Le fait qu’Humza Yousaf soit issu d’une famille immigrée  son père est né au Pakistan et sa mère, originaire d’Asie du Sud, est née au Kenya  est un autre motif de fierté pour l’ancien élu au Parlement écossais et au Parlement européen. « Mon ami Humza est le premier chef d'un gouvernement, Premier ministre, musulman. Mais ce qui est incroyable, ce n’est pas le fait qu'il le soit, c'est qu'il le soit sans que l'Écosse s'en rende compte ! C'est-à-dire que pour nous, ce n’est plus un important », remarque encore Christian Allard. À Édimbourg, le chef de l’opposition travailliste est lui aussi issu de l’immigration. Tout comme à Londres, mais au sein du parti conservateur, le Premier ministre britannique Rishi Sunak et la ministre de l’Intérieur Suella Braverman  fait rare et notable en Europe.

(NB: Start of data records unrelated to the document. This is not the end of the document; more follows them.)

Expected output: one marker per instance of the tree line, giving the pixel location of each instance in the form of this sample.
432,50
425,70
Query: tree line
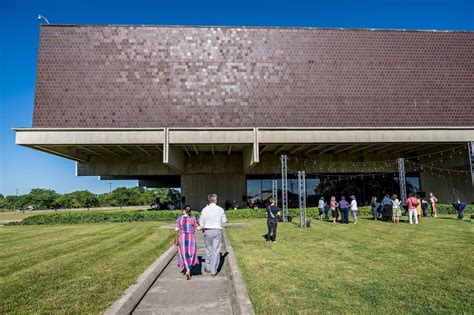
39,198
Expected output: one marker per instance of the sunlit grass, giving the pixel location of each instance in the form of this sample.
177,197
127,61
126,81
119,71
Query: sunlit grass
371,267
74,268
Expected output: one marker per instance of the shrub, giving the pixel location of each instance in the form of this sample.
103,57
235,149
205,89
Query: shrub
99,217
78,217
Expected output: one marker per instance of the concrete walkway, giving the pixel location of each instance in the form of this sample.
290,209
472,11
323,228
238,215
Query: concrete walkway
173,294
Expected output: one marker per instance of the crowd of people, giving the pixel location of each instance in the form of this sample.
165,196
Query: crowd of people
213,218
388,209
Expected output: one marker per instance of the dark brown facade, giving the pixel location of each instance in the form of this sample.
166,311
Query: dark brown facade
147,76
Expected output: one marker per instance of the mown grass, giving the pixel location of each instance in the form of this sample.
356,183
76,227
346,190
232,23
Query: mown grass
74,269
13,216
371,267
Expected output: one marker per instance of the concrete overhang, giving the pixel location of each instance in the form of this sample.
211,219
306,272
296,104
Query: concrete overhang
366,135
170,143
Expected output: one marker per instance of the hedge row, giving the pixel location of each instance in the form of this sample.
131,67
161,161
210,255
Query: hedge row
99,217
129,216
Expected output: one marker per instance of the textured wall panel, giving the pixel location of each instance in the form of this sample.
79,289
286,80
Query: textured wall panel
147,76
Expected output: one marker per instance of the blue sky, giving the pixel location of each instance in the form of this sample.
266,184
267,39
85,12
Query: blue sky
24,169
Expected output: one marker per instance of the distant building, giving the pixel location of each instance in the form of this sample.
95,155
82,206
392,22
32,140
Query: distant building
211,109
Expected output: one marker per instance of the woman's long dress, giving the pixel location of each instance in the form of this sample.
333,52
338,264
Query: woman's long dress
187,253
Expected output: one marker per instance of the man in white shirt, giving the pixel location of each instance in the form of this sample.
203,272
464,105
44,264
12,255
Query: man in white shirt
354,208
212,219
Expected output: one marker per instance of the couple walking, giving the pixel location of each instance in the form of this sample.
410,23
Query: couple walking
211,222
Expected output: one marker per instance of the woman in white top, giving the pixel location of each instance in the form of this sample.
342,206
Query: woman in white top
433,201
397,211
354,208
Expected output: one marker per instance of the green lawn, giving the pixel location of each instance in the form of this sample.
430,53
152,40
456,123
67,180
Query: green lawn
74,268
13,216
371,267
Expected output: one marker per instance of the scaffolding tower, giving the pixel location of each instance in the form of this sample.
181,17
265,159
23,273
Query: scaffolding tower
284,186
302,198
402,180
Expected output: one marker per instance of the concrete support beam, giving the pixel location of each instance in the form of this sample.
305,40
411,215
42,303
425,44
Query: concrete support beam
124,166
250,158
31,136
172,157
365,135
63,152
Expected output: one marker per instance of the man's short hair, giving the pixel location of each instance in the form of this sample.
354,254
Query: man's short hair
212,198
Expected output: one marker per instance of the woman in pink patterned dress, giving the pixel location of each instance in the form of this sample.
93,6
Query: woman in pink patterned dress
187,225
433,201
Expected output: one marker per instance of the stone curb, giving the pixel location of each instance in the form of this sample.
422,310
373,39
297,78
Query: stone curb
238,294
133,295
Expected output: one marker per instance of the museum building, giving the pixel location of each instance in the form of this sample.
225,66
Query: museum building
211,109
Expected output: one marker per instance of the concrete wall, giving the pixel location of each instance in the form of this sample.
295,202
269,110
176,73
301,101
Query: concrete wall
227,187
225,175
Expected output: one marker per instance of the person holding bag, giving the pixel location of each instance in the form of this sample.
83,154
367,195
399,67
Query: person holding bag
272,220
187,225
433,201
412,203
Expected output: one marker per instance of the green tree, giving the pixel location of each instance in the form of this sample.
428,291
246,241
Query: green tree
77,199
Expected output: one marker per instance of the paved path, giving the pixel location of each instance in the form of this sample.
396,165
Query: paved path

► À lire aussi : Écosse : Humza Yousaf élu à la tête des indépendantistes, en passe d'être élu Premier ministre

Quatre fois ministre

Plus jeune Premier ministre écossais, Humza Yousaf possède néanmoins à 37 ans une solide expérience du gouvernement. Il a été ministre du Développement européen et de l’international, ministre des Transports en 2016, ministre de la Justice en 2018 et ministre de la Santé de 2021 à son élection à la tête du gouvernement. Mais son bilan a fait l’objet de nombreuses critiques. Dans l’opposition d’abord, « il a été le pire ministre de la Santé et sera le pire Premier ministre d’Écosse » juge, lapidaire, Jackie Baillie, du parti travailliste écossais.

Mais au sein de son propre camp, succéder à Nicola Sturgeon sera aussi un défi, souligne Edwige Camp-Piétrain, professeure de civilisation britannique à l’Université de Valenciennes : « Depuis 1990, le SNP n'avait eu que deux dirigeants, Alex Salmond et Nicolas Sturgeon – à l'exception de quatre années où il a été dirigé par John Sweeney –, et il va lui être très difficile d'imprimer sa marque. Il va également falloir bien sûr rassembler son parti, qui est profondément divisé. » Kate Forbes, sa principale rivale, n’a pas épargné Humza Yousaf : « Vous avez aux Transports, les trains n’étaient jamais à l’heure ; quand vous étiez à la Justice, la police était à bout ; et maintenant que vous êtes à la Santé, les délais pour se faire soigner atteignent des records. Pourquoi pensez-vous faire mieux comme Premier ministre ? », a-t-elle accusé lors d’un débat télévisé. L’Écosse a été la seule nation du Royaume-Uni à avoir évité les récents mouvements de grève dans la santé publique, se défend-il.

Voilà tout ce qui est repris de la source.